(10746) Muhlhausen
|
Asteroid (10746) Muhlhausen |
|
|---|---|
| Properties of the orbit ( animation ) | |
| Orbit type | Main belt asteroid |
| Asteroid family | Eunomia family |
| Major semi-axis | 2.6991 AU |
| eccentricity | 0.1577 |
| Perihelion - aphelion | 2.2734 AU - 3.1248 AU |
| Inclination of the orbit plane | 12.1230 ° |
| Length of the ascending node | 325.7551 ° |
| Argument of the periapsis | 315.1832 ° |
| Sidereal period | 4.43 a |
| Mean orbital velocity | 18.13 km / s |
| Physical Properties | |
| Absolute brightness | 13.1 mag |
| history | |
| Explorer | Freimut Börngen |
| Date of discovery | February 10, 1989 |
| Another name | 1989 CE 6 , 1986 PH 3 , 1997 WJ 22 |
| Source: Unless otherwise stated, the data comes from JPL Small-Body Database Browser . The affiliation to an asteroid family is automatically determined from the AstDyS-2 database . Please also note the note on asteroid items. | |
(10746) Mühlhausen is an asteroid of the main belt that was discovered on February 10, 1989 by the German astronomer Freimut Börngen at the Thuringian state observatory in Tautenburg ( IAU code 033) in Thuringia . Earlier observations of the asteroid had already been made in August 1986 at the Palomar Observatory in California under the provisional designation 1986 PH 3 .

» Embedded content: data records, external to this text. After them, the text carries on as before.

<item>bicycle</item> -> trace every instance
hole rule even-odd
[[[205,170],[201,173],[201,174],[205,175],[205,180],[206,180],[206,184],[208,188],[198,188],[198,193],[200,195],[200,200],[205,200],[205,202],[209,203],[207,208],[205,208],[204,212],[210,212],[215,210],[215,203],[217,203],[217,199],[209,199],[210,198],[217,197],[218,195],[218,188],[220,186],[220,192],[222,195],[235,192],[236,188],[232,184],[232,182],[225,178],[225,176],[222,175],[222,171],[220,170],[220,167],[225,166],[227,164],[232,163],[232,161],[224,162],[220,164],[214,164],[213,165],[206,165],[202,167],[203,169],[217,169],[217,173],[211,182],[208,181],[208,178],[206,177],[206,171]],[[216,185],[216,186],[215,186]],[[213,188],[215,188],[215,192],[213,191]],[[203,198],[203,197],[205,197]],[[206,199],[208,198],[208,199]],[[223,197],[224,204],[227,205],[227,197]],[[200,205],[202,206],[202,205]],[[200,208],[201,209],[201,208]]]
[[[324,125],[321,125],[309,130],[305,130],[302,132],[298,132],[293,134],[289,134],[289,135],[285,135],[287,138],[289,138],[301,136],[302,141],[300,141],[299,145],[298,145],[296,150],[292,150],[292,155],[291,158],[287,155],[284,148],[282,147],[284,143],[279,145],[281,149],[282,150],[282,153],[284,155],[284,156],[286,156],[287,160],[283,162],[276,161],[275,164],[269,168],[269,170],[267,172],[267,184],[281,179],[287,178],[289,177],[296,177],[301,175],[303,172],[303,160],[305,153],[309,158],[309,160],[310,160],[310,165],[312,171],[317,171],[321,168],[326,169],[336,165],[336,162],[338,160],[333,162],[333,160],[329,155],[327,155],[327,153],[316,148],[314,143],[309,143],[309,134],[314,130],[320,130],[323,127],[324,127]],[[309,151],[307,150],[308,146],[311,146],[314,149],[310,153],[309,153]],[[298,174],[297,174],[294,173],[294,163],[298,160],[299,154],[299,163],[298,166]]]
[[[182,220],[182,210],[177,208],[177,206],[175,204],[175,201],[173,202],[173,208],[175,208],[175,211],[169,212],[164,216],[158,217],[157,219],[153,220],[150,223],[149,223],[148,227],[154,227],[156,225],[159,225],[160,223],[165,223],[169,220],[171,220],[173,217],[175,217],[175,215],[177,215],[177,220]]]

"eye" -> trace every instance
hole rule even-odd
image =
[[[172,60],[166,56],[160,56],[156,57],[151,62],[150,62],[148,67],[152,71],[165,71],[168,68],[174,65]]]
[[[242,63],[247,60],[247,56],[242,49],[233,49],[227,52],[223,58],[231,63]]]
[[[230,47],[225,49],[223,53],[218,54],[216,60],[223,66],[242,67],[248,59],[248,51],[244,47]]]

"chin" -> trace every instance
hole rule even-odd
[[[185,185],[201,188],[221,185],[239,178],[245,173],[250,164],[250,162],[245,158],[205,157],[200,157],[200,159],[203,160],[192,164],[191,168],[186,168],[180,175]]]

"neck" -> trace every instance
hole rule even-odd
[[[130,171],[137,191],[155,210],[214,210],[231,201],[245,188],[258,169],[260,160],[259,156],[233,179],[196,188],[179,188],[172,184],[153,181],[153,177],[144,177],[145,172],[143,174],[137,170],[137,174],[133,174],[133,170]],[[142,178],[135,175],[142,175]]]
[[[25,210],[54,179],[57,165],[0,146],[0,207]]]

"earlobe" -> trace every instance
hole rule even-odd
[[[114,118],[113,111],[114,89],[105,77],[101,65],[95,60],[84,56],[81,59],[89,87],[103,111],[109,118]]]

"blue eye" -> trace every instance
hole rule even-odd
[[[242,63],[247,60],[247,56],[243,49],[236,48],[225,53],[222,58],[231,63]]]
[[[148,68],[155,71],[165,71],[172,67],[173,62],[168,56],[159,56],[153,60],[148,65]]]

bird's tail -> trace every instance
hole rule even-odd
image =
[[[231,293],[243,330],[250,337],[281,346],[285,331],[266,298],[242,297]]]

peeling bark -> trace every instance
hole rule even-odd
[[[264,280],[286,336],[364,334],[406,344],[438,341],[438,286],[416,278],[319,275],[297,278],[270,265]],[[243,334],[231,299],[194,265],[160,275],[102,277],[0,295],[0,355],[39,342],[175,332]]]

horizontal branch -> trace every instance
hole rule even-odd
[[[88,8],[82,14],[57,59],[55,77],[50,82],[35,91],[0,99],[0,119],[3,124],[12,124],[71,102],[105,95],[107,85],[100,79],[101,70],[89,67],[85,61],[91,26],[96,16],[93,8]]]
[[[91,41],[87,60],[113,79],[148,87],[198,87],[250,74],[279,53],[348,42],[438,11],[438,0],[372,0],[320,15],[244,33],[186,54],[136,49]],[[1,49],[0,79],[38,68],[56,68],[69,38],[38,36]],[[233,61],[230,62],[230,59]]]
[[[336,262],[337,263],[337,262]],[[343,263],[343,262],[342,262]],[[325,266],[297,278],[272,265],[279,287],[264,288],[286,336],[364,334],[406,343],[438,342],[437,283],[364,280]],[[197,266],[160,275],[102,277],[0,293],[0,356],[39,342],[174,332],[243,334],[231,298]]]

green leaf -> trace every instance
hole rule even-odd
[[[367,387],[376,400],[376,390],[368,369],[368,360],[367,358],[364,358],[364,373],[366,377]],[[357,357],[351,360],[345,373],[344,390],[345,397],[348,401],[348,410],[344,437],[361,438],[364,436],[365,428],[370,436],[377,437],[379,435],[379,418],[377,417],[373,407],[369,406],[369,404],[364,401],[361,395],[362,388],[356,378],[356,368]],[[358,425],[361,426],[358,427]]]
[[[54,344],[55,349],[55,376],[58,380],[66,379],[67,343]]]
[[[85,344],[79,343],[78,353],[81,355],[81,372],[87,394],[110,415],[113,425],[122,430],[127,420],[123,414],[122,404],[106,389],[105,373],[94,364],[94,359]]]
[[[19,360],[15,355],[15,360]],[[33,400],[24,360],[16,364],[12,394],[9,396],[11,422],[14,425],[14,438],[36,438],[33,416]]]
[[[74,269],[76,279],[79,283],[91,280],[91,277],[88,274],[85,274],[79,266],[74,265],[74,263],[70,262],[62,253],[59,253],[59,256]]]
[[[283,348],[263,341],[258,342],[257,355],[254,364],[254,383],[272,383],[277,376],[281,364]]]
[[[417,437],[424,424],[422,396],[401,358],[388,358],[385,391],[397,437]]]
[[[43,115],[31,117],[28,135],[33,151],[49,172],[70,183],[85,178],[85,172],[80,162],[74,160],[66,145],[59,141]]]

The asteroid belongs to the Eunomia family, a group named after (15) Eunomia , to which probably five percent of the asteroids in the main belt belong.
(10746) Mühlhausen was named on January 24, 2000 after the district town of Mühlhausen in the Unstrut-Hainich district in Thuringia, which became known as the place of work of Johann Sebastian Bach and Thomas Müntzer and its rich historical legacy.
See also
Web links
- (10746) Mühlhausen in the database of the "Asteroids - Dynamic Site" (AstDyS-2, English).
- (10746) Mühlhausen in the Small-Body Database of the Jet Propulsion Laboratory (English).
- Discovery Circumstances of (10746) Mühlhausen according to the Minor Planet Center of the International Astronomical Union at the Harvard-Smithsonian Center for Astrophysics in Cambridge , Massachusetts (English)
Individual evidence
- ↑ (10746) Mühlhausen at the IAU Minor Planet Center (English)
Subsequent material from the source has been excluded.